McKool Smith lawyers representing the state and Texas Attorney General Ken Paxton touted the settlement as the largest ever obtained from a lawsuit brought by a single state.
However, in January 1998, the state of Texas under then-Attorney General Dan Morales settled the state’s federal racketeering and fraud lawsuit against Phillip Morris, R.J. Reynolds and other cigarette makers for $15.3 billion in federal court. While the Texas tobacco lawsuit was a separate case and separate settlement from 30 other states who also sued cigarette makers, the tobacco companies increased its payments to the state of Texas a year later when Big Tobacco reached a master settlement agreement with other states that included an additional $3 billion for Texas.
Paxton said Tuesday’s settlement is the largest ever obtained by an attorney general in a privacy case.
In the suit, Texas alleged the company violated both the Texas Deceptive Trade Practices Act and the state’s Capture or Use of Biometric Identifier (CUBI). The company captured biometric information from user-uploaded photos and videos through its “Tag Suggestions” feature, the lawsuit states. As part of the feature, the company would recognize faces and identify people to the person uploading the content so the user could “tag” the identified people in visuals. The company discontinued tag suggestions in 2021.
Texas filed the suit in 2022, shortly after Meta reached a $650 million settlement in a class action lawsuit in Illinois under that state’s Biometric Information Privacy Act, which, like Texas’ CUBI, prohibits a private entity from obtaining biometric identifiers without consent, but is more restrictive.
This is the first lawsuit brought and settlement reached under Texas’ CUBI law, Paxton’s news release said.
The settlement does not include an admission of wrongdoing on Meta’s part. Lawyers for Meta did not immediately respond to The Texas Lawbook’s request for comment.
Lead counsel Sam Baxter and Jennifer Truelove from McKool Smith, who represented Texas, issued a statement calling the settlement figure “historic.”
“Companies that operate in Texas must be held accountable for their actions, particularly when it puts the privacy of Texans at risk,” the statement reads.
Paxton praised the state’s lawyers for “vigorously pursuing justice” for Texans.

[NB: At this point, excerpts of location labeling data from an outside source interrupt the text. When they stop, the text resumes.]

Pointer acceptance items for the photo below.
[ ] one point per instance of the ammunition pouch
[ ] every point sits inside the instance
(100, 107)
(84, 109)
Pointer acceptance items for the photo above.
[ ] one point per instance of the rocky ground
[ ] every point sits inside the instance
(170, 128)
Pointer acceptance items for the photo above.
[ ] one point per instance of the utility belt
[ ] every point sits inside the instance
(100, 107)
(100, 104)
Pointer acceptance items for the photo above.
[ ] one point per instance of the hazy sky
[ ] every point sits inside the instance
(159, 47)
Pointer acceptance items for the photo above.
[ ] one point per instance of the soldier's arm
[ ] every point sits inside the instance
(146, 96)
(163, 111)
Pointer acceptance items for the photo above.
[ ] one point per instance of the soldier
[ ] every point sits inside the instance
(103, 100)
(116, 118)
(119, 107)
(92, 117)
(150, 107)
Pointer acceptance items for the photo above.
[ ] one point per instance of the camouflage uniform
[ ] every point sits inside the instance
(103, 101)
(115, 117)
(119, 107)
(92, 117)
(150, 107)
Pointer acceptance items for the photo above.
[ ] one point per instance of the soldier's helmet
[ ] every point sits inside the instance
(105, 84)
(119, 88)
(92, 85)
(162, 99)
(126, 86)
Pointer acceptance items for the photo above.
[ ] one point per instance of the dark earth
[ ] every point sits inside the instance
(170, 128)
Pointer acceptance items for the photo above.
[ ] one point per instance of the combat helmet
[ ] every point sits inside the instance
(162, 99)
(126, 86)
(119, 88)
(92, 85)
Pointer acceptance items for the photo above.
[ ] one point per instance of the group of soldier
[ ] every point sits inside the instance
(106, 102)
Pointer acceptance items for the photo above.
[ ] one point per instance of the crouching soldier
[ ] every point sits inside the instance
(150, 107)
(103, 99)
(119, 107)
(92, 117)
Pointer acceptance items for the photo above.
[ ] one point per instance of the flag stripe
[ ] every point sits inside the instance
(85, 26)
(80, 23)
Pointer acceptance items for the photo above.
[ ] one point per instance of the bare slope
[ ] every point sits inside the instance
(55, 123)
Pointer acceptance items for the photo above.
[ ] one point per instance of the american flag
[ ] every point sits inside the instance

“This historic settlement demonstrates our commitment to standing up to the world’s biggest technology companies and holding them accountable for breaking the law and violating Texans’ privacy rights,” Paxton said in a statement. “Any entity abusing Texans’ sensitive data will be met with the full force of the law.”
The parties said in a court filing May 31 that they agreed in principle to resolve the lawsuit following a mediation the day before. There were still motions in the case that hadn’t been ruled on.
After the state tried to get the deposition of Meta chairman and CEO Mark Zuckerberg, Meta filed a motion to quash, which the trial court denied. Meta appealed to the Texas Supreme Court. The justices had not ruled on the petition for writ of mandamus before the parties filed their joint motion to abate the case while the settlement was finalized.
The case had been assigned to Harrison County District Judge Brad Morin. Morin presided over a jury trial in February in which Dutch telecommunications company Koninklijke KPN N.V. won a $341 million verdict against Samsung Electronics Co.
Meta is represented by Trey Cox, Allyson Ho, Andrew LeGrand, Ashley Rogers, Bradley G. Hubbard, Christine Demana, Erin M. Choi, Matthew Scorcio, Collin Cox, Gregg Costa, Prerak Shah, Benjamin D. Betner and Lauren Goldman of Gibson, Dunn & Crutcher, Matthew D. Provance of Mayer Brown and Harry Gillam Jr. and McKellar L. Karr of Gillam & Smith.
Texas is represented by Ryan Baasch, Christin Vasquez, Jennifer Roscetti, Brad Schuelke, Jennifer Severn and Gabriella Gonzalez of the office of the attorney general, Jennifer Truelove, Samuel F. Baxter, John B. Campbell and Lewis T. LeClair of McKool Smith and Zina Bash and Ashley Keller of Keller Postman.
The Harrison County case number is 22-0121. The Texas Supreme Court case number is 24-0046.
Mark Curriden contributed to this report.